Specifying a vanilla seq2seq in Pyro


I’m looking to implement a “vanilla” seq2seq model for translation in Pyro (I want to extend it to variational nmt stuff but figured I need to get this working to even worry about that). Unfortunately, I’m not quite as comfortable to be sure I’ve implemented correctly and am looking for some feedback as currently my model doesn’t seem to learn to translate sequences in a simple scenario.

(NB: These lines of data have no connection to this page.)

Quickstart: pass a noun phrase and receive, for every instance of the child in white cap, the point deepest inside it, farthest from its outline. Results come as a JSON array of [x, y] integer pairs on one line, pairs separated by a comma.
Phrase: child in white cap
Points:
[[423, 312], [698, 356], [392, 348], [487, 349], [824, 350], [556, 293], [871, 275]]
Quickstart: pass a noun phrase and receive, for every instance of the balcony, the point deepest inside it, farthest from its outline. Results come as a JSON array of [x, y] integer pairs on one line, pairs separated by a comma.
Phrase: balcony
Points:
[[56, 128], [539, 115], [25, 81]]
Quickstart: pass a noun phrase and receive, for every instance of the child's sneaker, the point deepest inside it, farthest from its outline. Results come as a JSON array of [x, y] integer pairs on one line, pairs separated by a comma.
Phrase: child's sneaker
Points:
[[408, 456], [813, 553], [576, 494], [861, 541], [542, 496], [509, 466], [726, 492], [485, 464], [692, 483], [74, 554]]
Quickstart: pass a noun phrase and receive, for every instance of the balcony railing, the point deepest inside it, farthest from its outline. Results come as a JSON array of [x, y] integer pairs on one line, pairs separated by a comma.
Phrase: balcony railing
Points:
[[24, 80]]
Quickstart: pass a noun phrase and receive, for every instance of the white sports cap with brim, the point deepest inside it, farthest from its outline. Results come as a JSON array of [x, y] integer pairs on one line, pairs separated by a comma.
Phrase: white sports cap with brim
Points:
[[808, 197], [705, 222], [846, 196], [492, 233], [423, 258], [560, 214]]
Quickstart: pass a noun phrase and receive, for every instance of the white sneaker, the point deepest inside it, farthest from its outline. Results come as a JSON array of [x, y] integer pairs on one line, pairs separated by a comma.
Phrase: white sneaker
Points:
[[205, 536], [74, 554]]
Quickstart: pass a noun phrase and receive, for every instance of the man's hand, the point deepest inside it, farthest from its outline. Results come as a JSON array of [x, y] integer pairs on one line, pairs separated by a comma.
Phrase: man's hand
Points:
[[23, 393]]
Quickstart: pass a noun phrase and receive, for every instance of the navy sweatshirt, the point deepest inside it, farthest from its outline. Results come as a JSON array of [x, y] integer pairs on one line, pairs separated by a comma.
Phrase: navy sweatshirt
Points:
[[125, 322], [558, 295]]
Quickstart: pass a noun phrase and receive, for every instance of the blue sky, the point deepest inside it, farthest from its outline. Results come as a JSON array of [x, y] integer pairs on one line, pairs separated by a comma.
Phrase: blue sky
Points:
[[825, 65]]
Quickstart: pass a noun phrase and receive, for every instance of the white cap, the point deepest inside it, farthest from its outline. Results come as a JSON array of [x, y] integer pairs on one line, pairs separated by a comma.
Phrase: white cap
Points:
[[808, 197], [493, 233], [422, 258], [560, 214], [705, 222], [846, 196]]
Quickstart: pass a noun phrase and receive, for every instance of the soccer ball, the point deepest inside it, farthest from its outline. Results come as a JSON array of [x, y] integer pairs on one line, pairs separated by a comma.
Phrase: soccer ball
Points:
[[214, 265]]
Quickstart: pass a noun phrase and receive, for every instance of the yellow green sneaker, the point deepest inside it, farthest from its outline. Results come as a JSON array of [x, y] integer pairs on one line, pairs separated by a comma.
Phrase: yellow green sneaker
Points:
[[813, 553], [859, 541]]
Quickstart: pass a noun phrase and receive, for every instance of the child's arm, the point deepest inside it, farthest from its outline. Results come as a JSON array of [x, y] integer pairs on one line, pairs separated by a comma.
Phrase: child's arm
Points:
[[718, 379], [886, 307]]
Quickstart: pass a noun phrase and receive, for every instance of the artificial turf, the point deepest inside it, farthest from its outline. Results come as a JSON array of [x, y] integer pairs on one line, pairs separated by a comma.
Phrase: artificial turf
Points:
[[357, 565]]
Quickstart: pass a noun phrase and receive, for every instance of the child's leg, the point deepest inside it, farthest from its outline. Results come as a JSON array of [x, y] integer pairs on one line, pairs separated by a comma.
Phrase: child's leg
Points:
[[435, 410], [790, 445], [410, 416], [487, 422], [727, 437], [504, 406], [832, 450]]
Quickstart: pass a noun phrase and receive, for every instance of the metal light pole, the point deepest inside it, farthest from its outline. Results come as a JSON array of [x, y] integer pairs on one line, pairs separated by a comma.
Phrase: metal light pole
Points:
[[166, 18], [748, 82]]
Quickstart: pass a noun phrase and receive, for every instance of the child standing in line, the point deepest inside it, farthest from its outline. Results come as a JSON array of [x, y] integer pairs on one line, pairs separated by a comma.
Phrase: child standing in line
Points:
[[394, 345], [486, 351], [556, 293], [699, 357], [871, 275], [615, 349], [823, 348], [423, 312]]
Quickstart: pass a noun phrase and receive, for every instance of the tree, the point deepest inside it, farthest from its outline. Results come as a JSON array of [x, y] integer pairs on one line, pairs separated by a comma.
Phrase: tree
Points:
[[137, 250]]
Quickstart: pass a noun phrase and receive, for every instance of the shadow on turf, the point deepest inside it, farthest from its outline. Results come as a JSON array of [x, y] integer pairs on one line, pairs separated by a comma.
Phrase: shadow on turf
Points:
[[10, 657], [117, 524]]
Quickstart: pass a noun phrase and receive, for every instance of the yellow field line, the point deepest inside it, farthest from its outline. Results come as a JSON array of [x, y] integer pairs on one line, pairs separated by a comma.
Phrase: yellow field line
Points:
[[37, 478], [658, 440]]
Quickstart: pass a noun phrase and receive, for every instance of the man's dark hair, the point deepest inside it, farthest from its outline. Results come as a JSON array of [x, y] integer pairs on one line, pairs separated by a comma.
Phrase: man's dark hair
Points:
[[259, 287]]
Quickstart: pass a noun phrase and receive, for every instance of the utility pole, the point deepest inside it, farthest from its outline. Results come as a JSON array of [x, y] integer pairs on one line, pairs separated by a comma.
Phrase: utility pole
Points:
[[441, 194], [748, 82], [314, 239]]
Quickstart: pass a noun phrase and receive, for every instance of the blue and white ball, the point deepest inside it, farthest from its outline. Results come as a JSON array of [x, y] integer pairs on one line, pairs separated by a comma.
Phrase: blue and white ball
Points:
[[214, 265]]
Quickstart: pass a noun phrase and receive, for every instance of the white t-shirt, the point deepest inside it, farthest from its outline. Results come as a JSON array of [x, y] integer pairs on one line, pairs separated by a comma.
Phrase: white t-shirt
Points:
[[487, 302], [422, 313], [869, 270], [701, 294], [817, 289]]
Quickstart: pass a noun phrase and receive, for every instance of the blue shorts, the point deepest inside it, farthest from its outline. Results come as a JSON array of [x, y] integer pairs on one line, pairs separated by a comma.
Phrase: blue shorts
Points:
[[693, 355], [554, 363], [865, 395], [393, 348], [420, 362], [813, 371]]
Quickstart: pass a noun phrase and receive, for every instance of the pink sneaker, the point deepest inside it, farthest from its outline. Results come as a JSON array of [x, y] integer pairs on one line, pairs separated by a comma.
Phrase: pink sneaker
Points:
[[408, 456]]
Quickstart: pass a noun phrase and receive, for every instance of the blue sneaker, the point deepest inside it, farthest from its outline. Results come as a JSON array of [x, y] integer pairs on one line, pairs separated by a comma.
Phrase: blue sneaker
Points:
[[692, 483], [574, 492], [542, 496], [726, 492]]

Here’s my model function, I’ve tried to follow the dmm tutorial example with the auxilliary model in the semi-supervised VAE for my purposes, the guide function is empty:

def model(self, x_sent, y_sent):
    pyro.module("seq2seq", self)
    #handles getting word embeddings and keeping pair data aligned
    x_embeds, _, _, y_sent = self.x_embed(x_sent, y_sent) # convert list of strings =>PackedSequence(),
    x_out, s_0 = self.encoder(x_embeds) # just a pytorch GRU

    y_labels = self.y_embed.sentences2IndexesAndLens(y_sent) #convert sentence => word indexes

    T_max = max([y[1] for y in y_labels]) # longest sequence in batch
    y_labels, y_mask = self.y_embed.padAndMask(y_labels, batch_first=self.b_f) 
    if self.use_cuda:
        y_labels = y_labels.cuda()
    #Presumably this line make each data point independent of others
    with pyro.plate('z_minibatch', len(x_sent)): # here is where I am completely loss
        # unsqueeze 1st dim because 1st dim input is for hidden directions
        s_0 = torch.cat([s_0[0], s_0[1]],dim=1)
        #The bridge is supposedly a trick to 
        s_t = self.bridge(s_0).unsqueeze(0)
        for t in range(0, T_max):
            inputs = self.y_embed.getBatchEmbeddings(y_labels[:, t]).unsqueeze(1) 
            output, s_t = self.decoder(inputs, s_t)
            output = self.emitter(output.squeeze(1))
            l = y_labels[:,t]
                        dist.Categorical(logits=output).mask(y_mask[:,t]).to_event(1),#probs=F.softmax(output, dim=1)).mask(y_mask[:, t]).to_event(1),

The part I am least certain about is the pyro.sample statement in the plate, this…look close to what they do in the dmm model but i’m not sure if there’s just some glaring issue I can’t see.


You might want to look at the shapes and values of output to see if they look weird, e.g. they’re all the same along a dimension, and compare them to the shapes and values with the plate removed. All that shape manipulation happening in the model looks suspicious; you should prefer indexing from right to left using ellipses (...) and negative indices (unsqueeze(-2) vs unsqueeze(0), etc.). See the Pyro tensor shape tutorial for more info.